Dans cette île déserte, le régime de parti unique récemment mis en vigueur témoigne d'une véritable volonté d'ouverture démocratique.

 

 

Un L monumental au centre de l'île lui permit de situer sa position sur la carte : légèrement avant l'extrémité orientale de Coca-Cola.

 

 

Par suite d'une erreur de manoeuvre du Grand Timonier, l'île, jadis déserte, abritait plus d'un milliard de Chinois.

 

 

Un décret ministériel, paru dans le Journal officiel, stipule que l'île déserte prendra désormais le nom de République populaire de l'Ile Déserte.

 

 

A mesure qu'il s'élevait, l'île s'enfonçait dans la mer.

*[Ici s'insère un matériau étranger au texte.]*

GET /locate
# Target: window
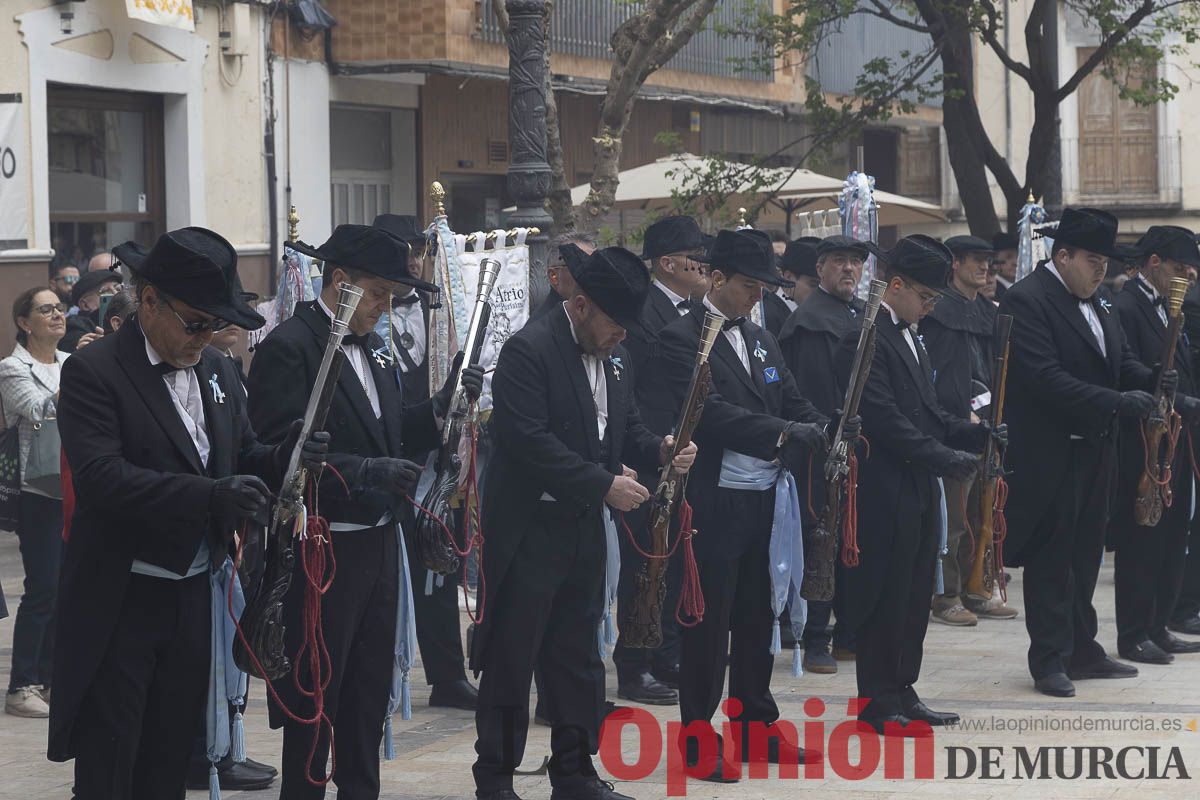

Au moment précis où il atteignit son point culminant, elle coula à pic. Bon gré mal gré, il dut se remettre à nager.

 

 

L'île d'origine pourtant volcanique avait subi une forte érosion monétaire.

 

 

La saisie à laquelle procéda maître Lecrabe, huissier de justice, laissa l'île déserte et sur le sable.

 

 

Avec ses rondeurs et ses zones d'ombre, ses sources et ses sous-bois, elle n'était pas trop mal foutue pour une île déserte.

 

 

Ses titres et sa réputation lui ouvrirent grand les portes de l'île déserte.

 

 

Sur cette île déserte se produisait un curieux phénomène, analogue aux mirages sahariens, qui donnait l'illusion qu'elle était habitée.

 

 

Le naufragé, fameux dompteur d'un cirque de Hambourg, dressa, organisa et arma une tribu de grands singes belliqueux qu'il lança victorieusement à la conquête de l'archipel.

 

 

L'île, en apparence déserte, était infestée d'espions déguisés en plantes grasses.

 

 

Le sous-sol de l'île se révéla d'une richesse prodigieuse en dessous féminins. Je découvris même une mine de porte-jarretelles à fleur de sol sans équivalent dans le monde civilisé.

 

 

Pour attirer l'attention des navires, ils eurent l'idée d'allumer et d'entretenir un grand feu sur la plage, dont la fumée ajoutée à la vapeur d'eau noya la région dans une apparence de brouillard.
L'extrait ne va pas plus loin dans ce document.